Organizations must invest in STEM education outside the traditional and expensive four-year degree. What can we be doing as companies to expand access to tech education and accreditation? At Salesforce, they partner with schools to provide access to computers and coding classes to bring tech to students early in their learning journey. There are also programs like Microsoft’s Accelerate, which provides free courses and resources to underserved communities to equip them with the necessary skills to participate in the tech sector.
Still, education alone is not enough. My company recently partnered with a non-profit and a higher education institution in Brazil to help underserved communities access tech jobs. Although these students had completed their computer science degree — while holding a full-time job in another area —many still didn’t feel confident applying for a job in tech or even creating a Linkedin profile. We quickly realized it was essential to build a bridge from the hard skills learned in class to the soft skills they need to get a job, including networking, interviewing and seeking out opportunities. Gaining the credential is one thing, but if a person doesn’t know how to use it in the job market, they won’t get far.
During the question portion of the panel, a student and young entrepreneur asked how companies can incentivize and publicize developer boot camps for young people. He suggested focusing on community-centered approaches — going into underserved communities and providing educational resources. We shouldn’t expect people to come to us, we have to make the effort to reach out to them.
It’s on us to create holistic solutions along every step of the pipeline, providing the necessary structure, support, and emotional safety for marginalized groups to confidently apply for tech jobs.
Act as an ecosystem
There’s a visibility gap, not a talent gap in the developer industry. Finding non-traditional and creative approaches to identify and evaluate talent is how we can help our companies see the talent they may think is lacking.

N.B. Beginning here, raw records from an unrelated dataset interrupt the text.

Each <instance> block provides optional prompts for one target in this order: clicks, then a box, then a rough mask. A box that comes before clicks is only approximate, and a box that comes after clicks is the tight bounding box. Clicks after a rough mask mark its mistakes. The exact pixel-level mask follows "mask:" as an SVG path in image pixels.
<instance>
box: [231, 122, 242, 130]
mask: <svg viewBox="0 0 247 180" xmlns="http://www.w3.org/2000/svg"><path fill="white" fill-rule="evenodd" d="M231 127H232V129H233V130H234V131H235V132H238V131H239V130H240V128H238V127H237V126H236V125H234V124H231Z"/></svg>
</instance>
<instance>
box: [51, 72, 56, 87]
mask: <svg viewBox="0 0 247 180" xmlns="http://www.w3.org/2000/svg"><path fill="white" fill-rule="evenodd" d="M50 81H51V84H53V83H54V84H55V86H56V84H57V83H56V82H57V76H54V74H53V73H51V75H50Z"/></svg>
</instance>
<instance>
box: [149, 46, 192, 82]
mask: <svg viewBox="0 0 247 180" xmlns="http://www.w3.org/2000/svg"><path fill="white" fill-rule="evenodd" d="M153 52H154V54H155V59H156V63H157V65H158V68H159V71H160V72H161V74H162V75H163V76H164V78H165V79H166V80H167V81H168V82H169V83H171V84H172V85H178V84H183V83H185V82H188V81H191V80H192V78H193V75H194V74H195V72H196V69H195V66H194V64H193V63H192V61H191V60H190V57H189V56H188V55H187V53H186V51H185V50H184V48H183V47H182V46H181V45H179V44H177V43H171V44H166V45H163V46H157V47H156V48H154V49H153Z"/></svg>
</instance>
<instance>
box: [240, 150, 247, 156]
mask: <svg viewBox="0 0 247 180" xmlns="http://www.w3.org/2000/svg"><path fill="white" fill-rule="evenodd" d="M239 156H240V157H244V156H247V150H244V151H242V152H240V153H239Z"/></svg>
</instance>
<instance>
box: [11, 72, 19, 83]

We must find solutions that help foster and develop talent from its earliest stages and connect more into initiatives with nonprofit organizations working with underserved communities to create solutions that work for them and with them.
Most importantly, we will all fail if we compete to develop talent. The challenge at hand requires us to scale and to scale properly. We must work together to build an ecosystem with partners across industries — even those we may consider competitors.